Extract

The objective of the article by Shahinian et al. ( 1 ) in this issue of the Journal was to determine the factors involved in the use of androgen deprivation therapy—specifically, to distinguish patient and tumor characteristics from physician decision making as a determinant for the use of androgen deprivation therapy. For this retrospective study, they linked the Surveillance, Epidemiology, and End Results (SEER) and Medicare databases to identify 1802 urologists who provided care within 1 year of prostate cancer diagnosis for 61 717 patients who were older than 66 years.

Of the 61 717 patients, 31.4% received androgen deprivation therapy within 6 months of diagnosis. The study population was chronologically divided into two cohorts: those patients diagnosed in the years 1997–1999 and those diagnosed between January 1, 1992, and January 1, 1997. This division was made because information from randomized control trials became available in 1997 that showed a survival advantage was associated with the addition of androgen deprivation therapy to radiation therapy, compared with radiation therapy alone.
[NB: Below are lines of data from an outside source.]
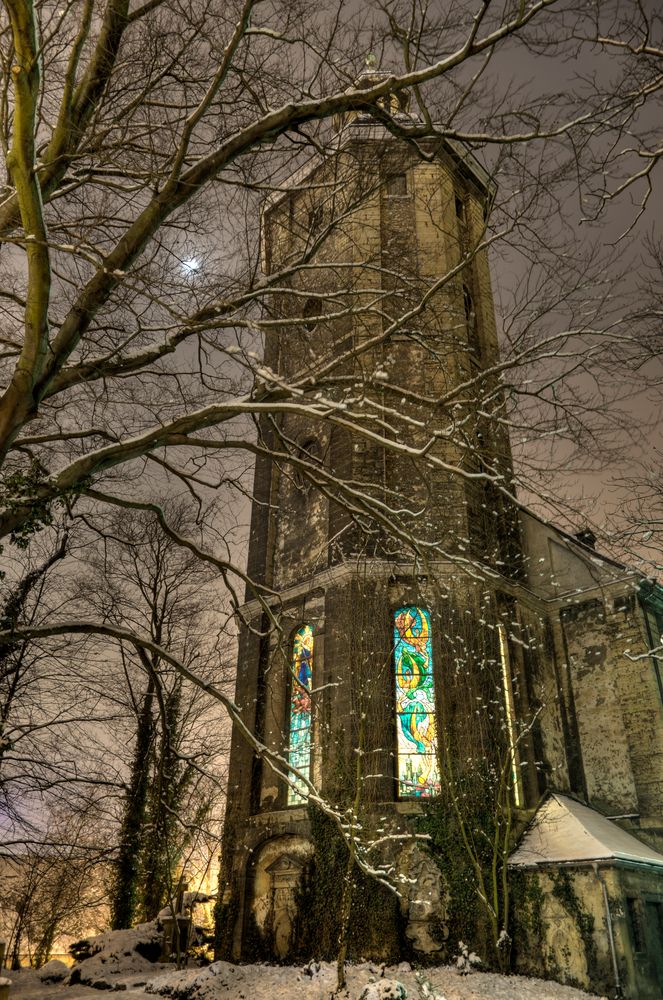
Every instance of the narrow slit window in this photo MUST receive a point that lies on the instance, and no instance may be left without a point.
(416, 722)
(509, 705)
(396, 186)
(473, 341)
(299, 718)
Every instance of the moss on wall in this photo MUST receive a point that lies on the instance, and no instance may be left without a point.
(376, 926)
(225, 918)
(564, 891)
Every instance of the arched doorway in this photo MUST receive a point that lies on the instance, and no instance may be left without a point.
(278, 869)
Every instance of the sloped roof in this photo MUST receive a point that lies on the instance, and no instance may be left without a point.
(563, 830)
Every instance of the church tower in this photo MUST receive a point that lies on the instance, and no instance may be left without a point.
(384, 320)
(413, 645)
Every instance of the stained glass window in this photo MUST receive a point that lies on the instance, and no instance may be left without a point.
(299, 726)
(418, 769)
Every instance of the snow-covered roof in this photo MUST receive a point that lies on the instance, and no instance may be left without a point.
(564, 830)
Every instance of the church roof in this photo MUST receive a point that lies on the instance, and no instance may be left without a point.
(564, 830)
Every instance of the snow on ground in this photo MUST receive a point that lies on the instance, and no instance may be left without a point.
(317, 981)
(116, 961)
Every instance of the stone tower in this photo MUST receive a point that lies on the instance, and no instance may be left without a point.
(406, 620)
(407, 333)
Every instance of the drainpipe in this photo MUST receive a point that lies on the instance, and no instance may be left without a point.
(619, 993)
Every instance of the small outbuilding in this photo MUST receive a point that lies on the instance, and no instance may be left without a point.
(573, 862)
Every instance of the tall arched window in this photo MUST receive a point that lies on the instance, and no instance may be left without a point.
(299, 719)
(418, 769)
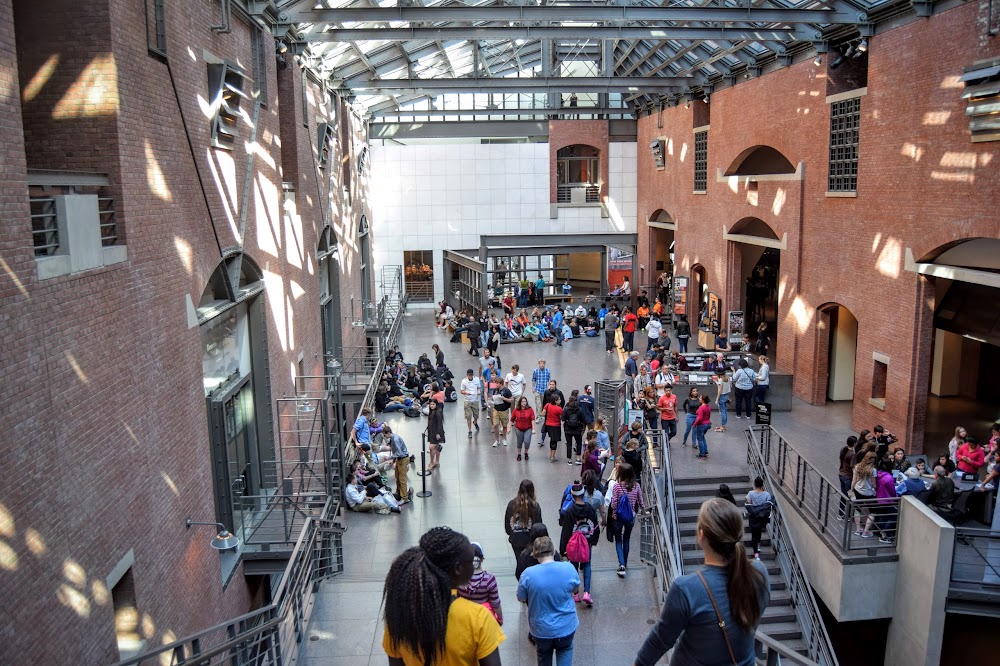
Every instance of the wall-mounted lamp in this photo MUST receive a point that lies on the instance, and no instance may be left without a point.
(224, 540)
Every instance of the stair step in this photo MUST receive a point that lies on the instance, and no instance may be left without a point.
(706, 490)
(713, 480)
(784, 631)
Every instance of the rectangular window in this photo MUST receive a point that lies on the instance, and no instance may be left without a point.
(700, 161)
(258, 47)
(845, 121)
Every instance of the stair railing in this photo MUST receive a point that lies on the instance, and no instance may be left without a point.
(268, 636)
(818, 646)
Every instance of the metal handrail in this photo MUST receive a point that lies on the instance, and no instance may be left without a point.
(827, 509)
(972, 564)
(814, 632)
(270, 635)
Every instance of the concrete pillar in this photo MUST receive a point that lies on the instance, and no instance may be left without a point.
(925, 544)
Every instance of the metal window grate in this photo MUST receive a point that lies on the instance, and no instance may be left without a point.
(44, 228)
(700, 161)
(845, 120)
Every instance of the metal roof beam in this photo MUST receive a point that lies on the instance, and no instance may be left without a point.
(571, 13)
(579, 84)
(564, 32)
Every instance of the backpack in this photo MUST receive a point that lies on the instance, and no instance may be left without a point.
(578, 548)
(759, 515)
(626, 513)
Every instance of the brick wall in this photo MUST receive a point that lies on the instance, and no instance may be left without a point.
(922, 184)
(105, 435)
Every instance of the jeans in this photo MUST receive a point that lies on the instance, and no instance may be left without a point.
(699, 436)
(670, 428)
(689, 423)
(622, 533)
(743, 398)
(562, 647)
(585, 577)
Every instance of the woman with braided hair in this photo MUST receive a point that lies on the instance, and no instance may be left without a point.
(727, 596)
(426, 623)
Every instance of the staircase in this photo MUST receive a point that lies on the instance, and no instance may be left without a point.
(779, 621)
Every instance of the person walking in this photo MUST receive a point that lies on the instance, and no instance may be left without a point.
(573, 425)
(683, 334)
(693, 617)
(743, 382)
(523, 417)
(667, 404)
(580, 517)
(522, 513)
(725, 386)
(626, 504)
(472, 388)
(548, 589)
(552, 412)
(691, 405)
(401, 458)
(702, 423)
(435, 432)
(540, 377)
(610, 330)
(425, 622)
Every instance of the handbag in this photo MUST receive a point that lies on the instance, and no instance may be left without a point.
(718, 616)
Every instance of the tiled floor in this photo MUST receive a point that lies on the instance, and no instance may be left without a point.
(471, 491)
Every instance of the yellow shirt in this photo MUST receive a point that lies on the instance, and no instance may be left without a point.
(472, 634)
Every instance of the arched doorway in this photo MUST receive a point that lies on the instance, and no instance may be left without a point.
(661, 235)
(838, 345)
(964, 350)
(754, 268)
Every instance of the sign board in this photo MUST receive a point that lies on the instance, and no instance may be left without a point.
(762, 412)
(735, 326)
(680, 296)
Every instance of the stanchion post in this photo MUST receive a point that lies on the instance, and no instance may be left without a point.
(423, 473)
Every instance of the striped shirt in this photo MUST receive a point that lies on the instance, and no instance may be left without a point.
(482, 587)
(540, 379)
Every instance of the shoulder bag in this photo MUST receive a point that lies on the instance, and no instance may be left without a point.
(718, 616)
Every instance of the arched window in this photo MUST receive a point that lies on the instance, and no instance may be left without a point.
(578, 174)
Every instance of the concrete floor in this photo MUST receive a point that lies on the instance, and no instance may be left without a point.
(474, 484)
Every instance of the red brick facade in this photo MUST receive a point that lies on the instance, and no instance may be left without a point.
(922, 183)
(105, 444)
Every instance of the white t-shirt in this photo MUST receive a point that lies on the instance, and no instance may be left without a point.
(516, 384)
(471, 389)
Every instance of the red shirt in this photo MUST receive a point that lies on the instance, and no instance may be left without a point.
(524, 418)
(668, 407)
(553, 414)
(977, 457)
(704, 415)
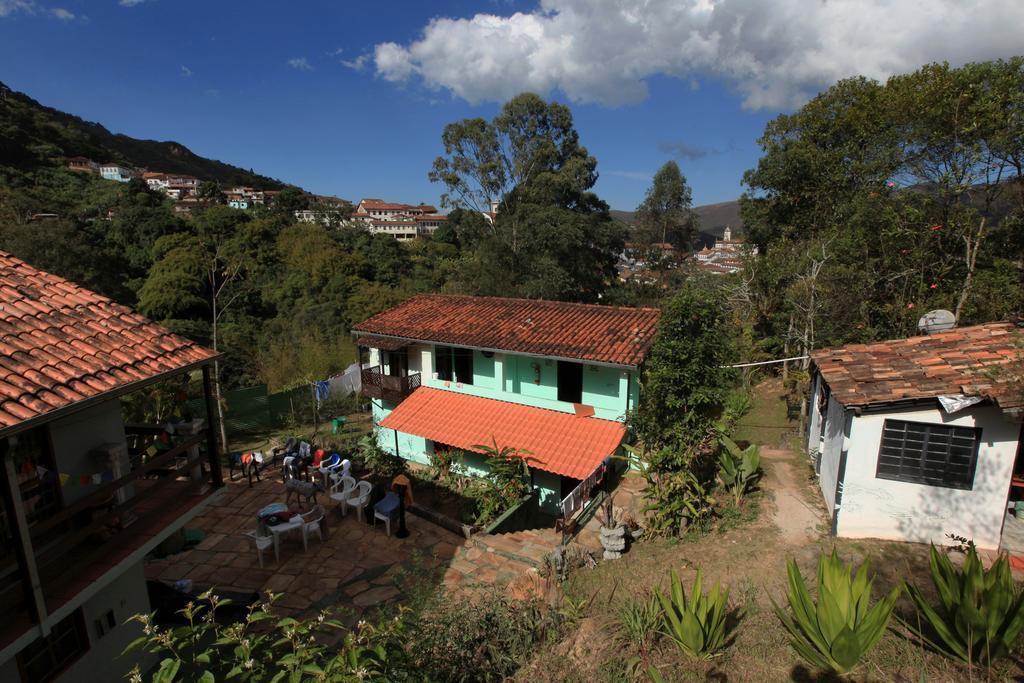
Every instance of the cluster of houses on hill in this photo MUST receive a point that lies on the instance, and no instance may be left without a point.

The 1997–1999 cohort was further divided into a high-risk or “evidence-based” group that included patients with clinical stage T4 tumors and patients receiving radiation therapy who had either T3 or T2 tumors with high-grade histology, defined as having a Gleason score of 8–10. Receipt of androgen deprivation therapy by such patients was considered to be evidence based, according to the results of the randomized control trials available in 1997.The other patients, whose tumor characteristics did not fall into the advanced-stage or grade criteria, were categorized in an uncertain-benefit group for androgen deprivation therapy.